T_x = 5 N * cos(92.9 deg) = .25 N and
T_y = 5 N * sin(92.9 deg) = 5 N, approx.

What therefore is the weight of the pendulum, and what it its mass?

Since the pendulum is in equilibrium, its weight is the same as the vertical component of the tension, which is about 5 N. Its mass is therefore

m = weight / g = 5 N / (9.8 m/s^2) = .51 kg.

What is its acceleration at this instant?

The net force on the pendulum is the x component of the tension, which is about .25 N, so its acceleration is

a = F_net / m = .25 N / (.51 kg) = .49 m/s^2, approx..

The following is a solution to the given problem.

Please compare the given solution with your solution and submit a self-critique of any error(s) in your solutions, and/or and additional questions or comments you might have.

Simply copy your posted document into a text editor and insert revisions, questions, and/or self-critiques, marking your insertions with ####. Submit using the Submit Work Form.

The acceleration of an object going at a constant speed around a circle is

a = v^2 / r ,

and the acceleration is directed toward the center of the circle

Therefore:

a = (30 cm/s)^2 / 20cm = 45 cm/s^2

Net force = mass * acceleration, and the centripetal force is the net force.

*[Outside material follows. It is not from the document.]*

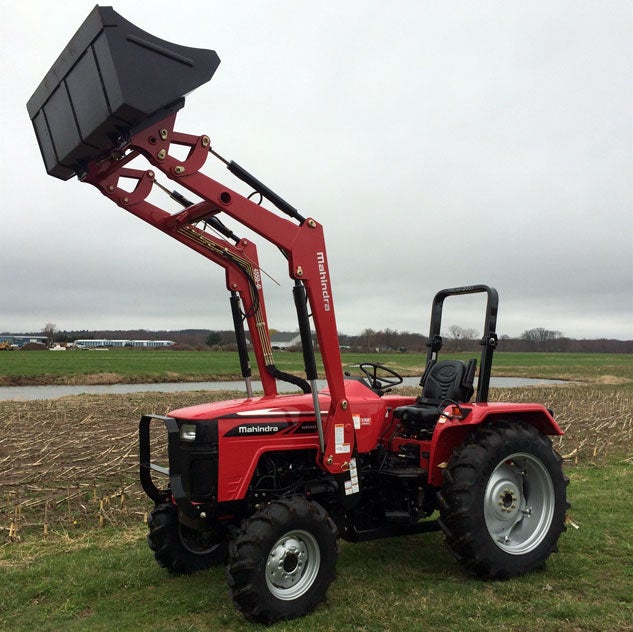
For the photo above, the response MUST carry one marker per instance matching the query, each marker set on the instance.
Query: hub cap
(292, 565)
(519, 503)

Thus

centripetal force = mass * centripetal acceleration.

The object's mass is 110g = .110kg, and 45 cm/s^2 = .45 m/s^2 so

F_cent = m * a_Cent = .110kg * .45 m/s^2 = .0495 kg * m/ s^2 = .0495 N

Assuming that the pendulum is pulled back in the positive x direction, the pendulum string runs from the origin up and to the left to the point (-10 cm, 200 cm). The direction of a vector running along the string, measured counterclockwise from the positive x axis, is therefore

angle = arcTan(200 cm / (-10 cm) ) = 2.9 deg + 90 deg = 92.9 deg.

The tension force on the mass is directed along the string, at angle of 92.9 deg as measured counterclockwise from the positive x axis.

The tension is 5 N and its components are

T_x = 5 N * cos(92.9 deg) = .25 N and

T_y = 5 N * sin(92.9 deg) = 5 N, approx.

Since the pendulum is in equilibrium, its weight is the same as the vertical component of the tension, which is about 5 N. Its mass is therefore

m = weight / g = 5 N / (9.8 m/s^2) = .51 kg.

The net force on the pendulum is the x component of the tension, which is about .25 N, so its acceleration is

a = F_net / m = .25 N / (.51 kg) = .49 m/s^2, approx..

Note that this is about 1/20 the acceleration of gravity, and that the 10 cm x displacement is about 1/20 of the 2 meter length.